I don't know if i just had a bad run with them or what, but I had 3 not last a year. They didn't over heat, they just would slowly lose the ability to heat the water. They would start out doing great then I would notice a small drop, then another. In the end I had to have them cranked all the way up just to keep it at 70. Room temp was not a factor. I wasn't trying to over work the heater in a tank larger than what it was rated at as these where 10 & 15 gal tanks. I like Whisper products, but I don't think that I would bother with the heaters.

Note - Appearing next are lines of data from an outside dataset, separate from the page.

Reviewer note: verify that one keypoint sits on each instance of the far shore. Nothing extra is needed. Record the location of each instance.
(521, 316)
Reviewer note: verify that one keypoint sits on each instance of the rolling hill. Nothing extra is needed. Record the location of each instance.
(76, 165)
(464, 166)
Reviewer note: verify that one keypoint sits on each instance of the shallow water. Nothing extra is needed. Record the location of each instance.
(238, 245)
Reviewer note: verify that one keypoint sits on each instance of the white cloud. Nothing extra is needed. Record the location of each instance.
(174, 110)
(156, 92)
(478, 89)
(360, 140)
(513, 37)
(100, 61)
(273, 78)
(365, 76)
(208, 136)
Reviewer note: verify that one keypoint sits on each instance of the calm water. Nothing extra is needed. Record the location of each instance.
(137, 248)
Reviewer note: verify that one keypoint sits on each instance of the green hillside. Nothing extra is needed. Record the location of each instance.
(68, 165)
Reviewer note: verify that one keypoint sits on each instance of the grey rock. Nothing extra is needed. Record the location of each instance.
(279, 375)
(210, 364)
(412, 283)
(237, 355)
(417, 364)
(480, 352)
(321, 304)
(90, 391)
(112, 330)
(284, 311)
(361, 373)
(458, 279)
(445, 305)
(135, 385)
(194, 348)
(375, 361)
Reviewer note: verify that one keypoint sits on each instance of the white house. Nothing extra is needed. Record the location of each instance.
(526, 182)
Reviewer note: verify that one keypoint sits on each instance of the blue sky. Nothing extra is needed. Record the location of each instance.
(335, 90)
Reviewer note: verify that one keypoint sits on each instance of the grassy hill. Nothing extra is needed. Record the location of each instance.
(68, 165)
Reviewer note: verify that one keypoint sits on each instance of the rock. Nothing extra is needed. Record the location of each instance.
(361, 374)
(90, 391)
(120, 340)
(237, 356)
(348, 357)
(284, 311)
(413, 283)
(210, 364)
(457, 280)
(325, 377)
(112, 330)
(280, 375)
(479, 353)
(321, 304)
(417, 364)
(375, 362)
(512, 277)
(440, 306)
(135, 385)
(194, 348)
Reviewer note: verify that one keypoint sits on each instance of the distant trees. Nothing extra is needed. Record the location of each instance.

These were the submersible heaters.


----------



## gem

I currently have a Tetra Whisper heater on my 20 gal Long tank. I'm anything BUT impressed with it. From the start is does a lousy job of regulating the temp. In addition, the plastic coating (paint) whatever it is....chips off as well. I will be replacing it very soon!!!


----------



## fishbone

I've got the small kind, 50W for 2-15gals that simply have a rubber covers on each end, a red led to indicate activity and they are preset for 78*F with no way to change that. So far they've worked the entire winter without a glitch but I've heard stories and got a bit afraid that they'd stick on the ON position one day. I guess it can happen to the best of them, best I can do is keep en eye on things. One is a 5.5g and the other is a 10g with 5g of water.


----------



## rollntider

I had better luck with them than Hydor brand.
The tetra heaters do flake off like stated, and they are ok.
I am upset with the Hydor, I am constantly having to adjust those things. I will have it set for 74 (as an example) and the darn thing is on and its 80 degrees, and having to cut it down. I like the visitherm brand, to me I had the best luck with them. I can set them for 78 degrees, and boom, its 78 degrees constant.


----------



## goodie

+1 on Visitherm


----------